If you’ve never had a headshot taken before, or are still relatively new to the process, there is a tendency to want to ‘obey’ the photographer, or wait for the photographer’s instructions. This presents as wide, surprised or frightened looking eyes, tight cords in the neck and stuff posing that doesn’t change between shots.

Remember that you are the star of this show and you set the tone. When you walk into the studio, you should already have practiced your expressions and angles in front of a mirror and be ready to go to work.
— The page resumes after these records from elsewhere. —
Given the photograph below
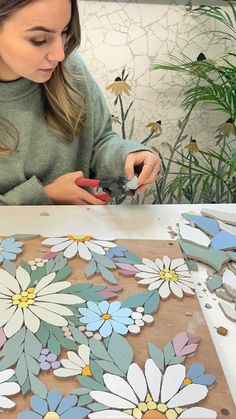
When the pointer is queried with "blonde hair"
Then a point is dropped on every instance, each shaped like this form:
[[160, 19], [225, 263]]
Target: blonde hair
[[63, 105]]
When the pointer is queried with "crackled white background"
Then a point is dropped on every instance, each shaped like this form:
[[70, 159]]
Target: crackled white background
[[133, 35]]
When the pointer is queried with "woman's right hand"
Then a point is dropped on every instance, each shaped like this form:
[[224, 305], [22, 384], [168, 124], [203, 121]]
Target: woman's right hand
[[64, 191]]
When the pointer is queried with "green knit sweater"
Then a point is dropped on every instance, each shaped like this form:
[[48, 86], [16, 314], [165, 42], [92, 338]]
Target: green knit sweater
[[42, 155]]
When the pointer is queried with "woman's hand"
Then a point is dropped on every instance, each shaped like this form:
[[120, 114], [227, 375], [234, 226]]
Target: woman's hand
[[64, 191], [146, 164]]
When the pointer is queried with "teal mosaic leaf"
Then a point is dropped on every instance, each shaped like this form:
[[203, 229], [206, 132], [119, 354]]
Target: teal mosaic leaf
[[156, 355], [78, 336], [177, 360], [53, 345], [99, 350], [63, 273], [33, 346], [21, 370], [32, 365], [169, 353], [90, 269], [110, 367], [96, 407], [106, 274], [10, 267], [152, 304], [43, 334], [120, 351], [84, 400], [37, 386], [104, 261], [92, 384], [25, 387]]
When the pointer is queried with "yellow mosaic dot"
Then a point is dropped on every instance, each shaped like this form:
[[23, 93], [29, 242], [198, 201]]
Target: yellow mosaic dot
[[143, 407], [151, 405], [137, 414], [162, 407], [171, 414]]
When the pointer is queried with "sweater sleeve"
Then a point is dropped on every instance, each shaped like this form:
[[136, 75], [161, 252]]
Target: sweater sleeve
[[28, 193], [109, 150]]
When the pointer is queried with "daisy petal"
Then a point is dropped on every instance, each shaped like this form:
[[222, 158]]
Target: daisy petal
[[71, 251], [84, 252], [111, 400], [120, 387], [189, 395], [198, 412], [137, 381]]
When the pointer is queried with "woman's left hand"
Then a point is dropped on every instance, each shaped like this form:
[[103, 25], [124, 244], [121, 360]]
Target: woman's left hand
[[146, 164]]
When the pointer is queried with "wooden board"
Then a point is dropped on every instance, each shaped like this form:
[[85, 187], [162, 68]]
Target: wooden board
[[169, 320]]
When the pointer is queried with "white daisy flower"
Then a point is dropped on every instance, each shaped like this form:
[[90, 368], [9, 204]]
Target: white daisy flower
[[81, 245], [150, 395], [168, 276], [20, 304], [75, 364], [7, 389]]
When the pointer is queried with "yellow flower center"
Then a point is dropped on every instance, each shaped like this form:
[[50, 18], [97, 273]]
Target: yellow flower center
[[106, 316], [24, 299], [168, 275], [78, 239], [51, 415], [152, 410], [187, 381], [86, 370]]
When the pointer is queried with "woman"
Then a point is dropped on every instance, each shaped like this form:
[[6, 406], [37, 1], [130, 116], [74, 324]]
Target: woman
[[54, 123]]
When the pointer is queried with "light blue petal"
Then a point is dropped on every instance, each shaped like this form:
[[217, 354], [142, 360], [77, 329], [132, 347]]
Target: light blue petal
[[123, 312], [9, 256], [54, 397], [29, 415], [94, 325], [103, 306], [94, 307], [39, 405], [89, 319], [196, 370], [123, 320], [106, 329], [207, 380], [114, 307], [75, 413], [66, 404], [119, 328]]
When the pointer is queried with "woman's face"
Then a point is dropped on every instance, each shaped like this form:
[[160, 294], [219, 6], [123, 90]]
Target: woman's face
[[32, 40]]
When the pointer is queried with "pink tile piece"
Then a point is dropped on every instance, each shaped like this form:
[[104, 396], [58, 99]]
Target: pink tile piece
[[3, 338]]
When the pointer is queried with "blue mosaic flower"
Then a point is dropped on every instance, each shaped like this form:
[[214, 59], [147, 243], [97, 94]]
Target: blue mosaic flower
[[195, 375], [116, 251], [54, 407], [9, 248], [106, 317]]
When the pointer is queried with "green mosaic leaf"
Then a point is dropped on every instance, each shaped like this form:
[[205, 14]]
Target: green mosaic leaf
[[63, 273], [104, 261], [78, 336], [156, 355], [106, 274], [21, 370], [33, 346], [37, 386], [110, 367], [169, 353], [92, 384], [120, 351], [99, 350], [90, 269], [10, 267]]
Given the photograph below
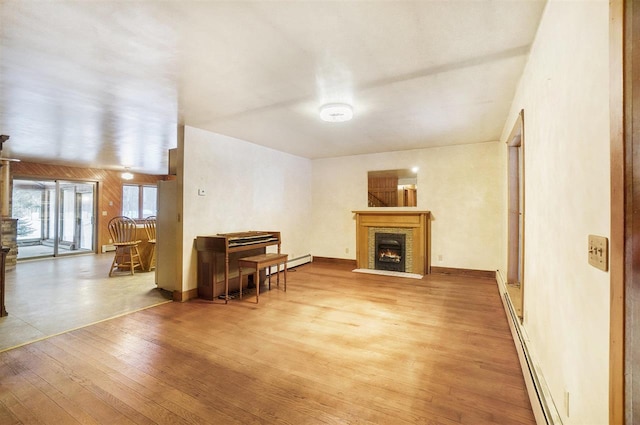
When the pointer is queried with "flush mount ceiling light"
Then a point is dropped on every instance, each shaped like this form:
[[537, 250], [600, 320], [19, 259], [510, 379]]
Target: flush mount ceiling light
[[336, 112], [126, 175]]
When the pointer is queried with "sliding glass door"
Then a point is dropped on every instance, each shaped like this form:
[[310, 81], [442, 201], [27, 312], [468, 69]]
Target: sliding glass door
[[55, 217]]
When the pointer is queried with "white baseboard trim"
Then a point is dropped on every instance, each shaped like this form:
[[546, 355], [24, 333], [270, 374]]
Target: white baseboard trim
[[544, 409]]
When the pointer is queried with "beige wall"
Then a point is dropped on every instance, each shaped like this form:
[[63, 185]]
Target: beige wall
[[247, 187], [564, 94], [461, 185]]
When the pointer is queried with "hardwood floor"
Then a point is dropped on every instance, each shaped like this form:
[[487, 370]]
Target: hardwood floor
[[49, 296], [337, 348]]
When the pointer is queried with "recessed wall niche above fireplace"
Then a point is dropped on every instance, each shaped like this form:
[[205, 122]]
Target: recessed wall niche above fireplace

  • If you’rean actor, rather than the photographer telling you what roles you’re good for, you should be telling the photographer what roles you’re going for.
  • If you’re a model, then be prepared to practice a range of expressions, keeping in mind that some smiles are necessary. Print is dead and the ‘sad’ or overly serious expressions you see on the runway or in old magazines have little benefit in modern advertising. Instead, commercial modeling (eCommerce) is currently very popular and overlaps with traditional acting quite a bit. So a warm, authentic smile is critical for some of the images.
  • If you’re a professional, like a business owner, doctor, attorney, chef, etc – know the image that you want to present to your clients and/or your team. Do you want to present as wisened and stoic, or down to Earth and engaging. If you’re an author or a film director, what image would you like to present to your redership or viewers? I always felt that author Stephen King took great headshots that reflected his writing style: Intelligent and kind, but with a hint of mystery and intrigue, as if you never know what’s coming next.

After your session, we’ll review the images and see what we have. The operative work is ‘after’ the session. If you look at the screen every three shots, you may psych yourself out and you won’t give yourself a chance to get into a rhythm. You may also lose confidence in yourself and in your photographer. Remember that each image is a microcosm of the shoot as a whole and you should look at the whole shoot before passing judgment on how well you did.

During the image review, if you think we need a couple more images taken or you want to try something different, this is the time to speak up. If you’re reviewing the images without saying a word, or you have a disapproving expression and you go ‘hmmmm’, instead say something like “can we grab a couple more quick ones?” Or if you’re not feeling the magic, consider sleeping on it and having a look the next day, or perhaps you weren’t into your zone that day and need to rebook a different date. We’re all human and your headshots are so important to your careers that I’d rather have a quick pow wow than see you walk away disappointed.